The warm fall also seems to be having an impact since higher natural gas demand increases industrial yield of helium; more helium is fractionated from natural gas during the Northern hemisphere’s winter.
The article also tells us that Algeria and Qatar are about to become major players in the helium market.
Just don’t tell our current US president.
Addendum: Fellow ScienceBlogger and former Kansan, Josh Rosenau, reminds us of his post from last December on the helium pipeline between Bushton, KS, and Amarillo, TX. While Amarillo is a major shipper of helium, Josh tells us that Kansas is the world’s leading producer.


3 thoughts on “Getting a Rise Out of Helium

  1. Amarillo native, Biggs, noted the 50-foot high helium molecule in town . . .
    Um, since Helium is a noble gas, it doesn’t form molecules.
    (Yes, some of the heavier noble gases can be forced into a molecule, but not, as far as I know, Helium.)

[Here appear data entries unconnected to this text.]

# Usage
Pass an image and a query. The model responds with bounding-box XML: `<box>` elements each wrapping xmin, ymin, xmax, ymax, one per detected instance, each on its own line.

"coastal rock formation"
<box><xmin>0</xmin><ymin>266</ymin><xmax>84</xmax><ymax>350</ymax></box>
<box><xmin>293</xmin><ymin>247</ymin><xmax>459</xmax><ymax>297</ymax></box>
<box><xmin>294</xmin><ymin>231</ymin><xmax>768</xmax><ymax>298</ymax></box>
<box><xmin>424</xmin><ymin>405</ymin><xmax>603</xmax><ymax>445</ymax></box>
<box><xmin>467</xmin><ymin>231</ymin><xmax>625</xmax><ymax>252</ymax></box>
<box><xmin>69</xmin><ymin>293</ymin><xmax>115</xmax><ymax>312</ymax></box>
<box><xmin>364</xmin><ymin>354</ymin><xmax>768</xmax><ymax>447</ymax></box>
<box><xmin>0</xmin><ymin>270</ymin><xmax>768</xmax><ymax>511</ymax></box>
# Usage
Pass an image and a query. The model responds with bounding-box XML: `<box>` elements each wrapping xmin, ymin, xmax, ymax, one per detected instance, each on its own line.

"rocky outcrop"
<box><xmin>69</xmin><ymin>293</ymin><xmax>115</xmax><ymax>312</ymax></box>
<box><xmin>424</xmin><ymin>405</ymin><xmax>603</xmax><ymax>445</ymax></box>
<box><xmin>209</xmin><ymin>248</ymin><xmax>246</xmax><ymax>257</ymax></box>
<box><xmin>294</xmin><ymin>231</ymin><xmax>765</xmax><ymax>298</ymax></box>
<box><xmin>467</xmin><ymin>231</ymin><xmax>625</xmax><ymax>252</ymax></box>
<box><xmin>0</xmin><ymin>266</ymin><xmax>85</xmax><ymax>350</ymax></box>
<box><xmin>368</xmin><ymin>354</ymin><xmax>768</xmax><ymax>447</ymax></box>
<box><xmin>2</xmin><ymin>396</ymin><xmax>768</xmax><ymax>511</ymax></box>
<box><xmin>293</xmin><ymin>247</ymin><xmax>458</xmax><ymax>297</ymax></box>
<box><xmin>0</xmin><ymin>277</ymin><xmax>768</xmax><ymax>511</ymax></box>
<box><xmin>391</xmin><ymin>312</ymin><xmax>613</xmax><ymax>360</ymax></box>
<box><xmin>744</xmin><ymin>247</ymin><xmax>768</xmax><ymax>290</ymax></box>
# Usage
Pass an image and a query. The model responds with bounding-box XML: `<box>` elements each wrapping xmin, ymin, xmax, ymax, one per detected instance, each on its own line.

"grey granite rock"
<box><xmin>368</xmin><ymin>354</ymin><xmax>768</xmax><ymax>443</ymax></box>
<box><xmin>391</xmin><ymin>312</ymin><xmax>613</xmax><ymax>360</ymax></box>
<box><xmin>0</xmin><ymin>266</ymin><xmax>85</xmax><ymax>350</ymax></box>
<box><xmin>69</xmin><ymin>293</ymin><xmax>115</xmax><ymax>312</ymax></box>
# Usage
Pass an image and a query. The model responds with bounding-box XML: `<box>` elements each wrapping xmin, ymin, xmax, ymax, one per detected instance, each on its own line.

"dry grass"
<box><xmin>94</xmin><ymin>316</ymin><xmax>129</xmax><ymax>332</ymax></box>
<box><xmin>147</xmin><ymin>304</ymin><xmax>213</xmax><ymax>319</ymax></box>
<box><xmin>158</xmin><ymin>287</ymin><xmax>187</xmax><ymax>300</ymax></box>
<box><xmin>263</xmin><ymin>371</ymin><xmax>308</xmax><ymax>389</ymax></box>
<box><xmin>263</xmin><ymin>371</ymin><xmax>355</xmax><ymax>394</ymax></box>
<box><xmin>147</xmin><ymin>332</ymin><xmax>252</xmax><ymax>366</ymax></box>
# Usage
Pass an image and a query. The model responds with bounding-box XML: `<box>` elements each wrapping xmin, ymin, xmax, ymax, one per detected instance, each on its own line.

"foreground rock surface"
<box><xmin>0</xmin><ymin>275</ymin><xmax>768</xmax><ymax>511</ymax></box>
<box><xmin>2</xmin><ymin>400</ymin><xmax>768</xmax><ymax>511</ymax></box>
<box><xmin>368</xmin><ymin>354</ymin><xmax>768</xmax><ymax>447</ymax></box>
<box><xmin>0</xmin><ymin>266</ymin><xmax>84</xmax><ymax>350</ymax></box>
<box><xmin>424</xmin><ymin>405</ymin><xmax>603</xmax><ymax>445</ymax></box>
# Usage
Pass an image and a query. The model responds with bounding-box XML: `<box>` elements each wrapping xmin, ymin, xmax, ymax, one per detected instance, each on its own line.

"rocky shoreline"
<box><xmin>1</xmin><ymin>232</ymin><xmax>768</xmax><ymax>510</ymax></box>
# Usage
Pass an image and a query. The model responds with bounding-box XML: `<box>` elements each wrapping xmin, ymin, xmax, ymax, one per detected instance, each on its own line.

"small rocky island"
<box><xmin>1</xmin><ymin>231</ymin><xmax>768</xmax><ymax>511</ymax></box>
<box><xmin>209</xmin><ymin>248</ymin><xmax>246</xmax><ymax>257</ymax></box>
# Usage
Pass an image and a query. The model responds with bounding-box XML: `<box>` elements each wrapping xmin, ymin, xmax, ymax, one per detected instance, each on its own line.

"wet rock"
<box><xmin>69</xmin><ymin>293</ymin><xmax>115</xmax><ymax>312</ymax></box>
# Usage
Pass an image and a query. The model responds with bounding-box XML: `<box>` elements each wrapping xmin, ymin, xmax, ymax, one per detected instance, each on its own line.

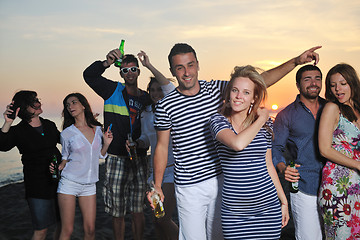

  2. People who work on the kinetics of gases often call noble gases, as any other gas particle, ‘molecules’, whether or not they occur as a stable cluster of more than one atom. The strict rule of molecules being made of at least 2 atoms is not so strict there. Rules, even strict ones, are made to be broken. A geologist for instance would be unlikely to call a quartz crytal a ‘molecule’, even though strictly speaking you could put forth that case.
    And He can (briefly) form a dimeric molecule, but only under extreme conditions involving lasers and plasmas and ultra-low temperatures.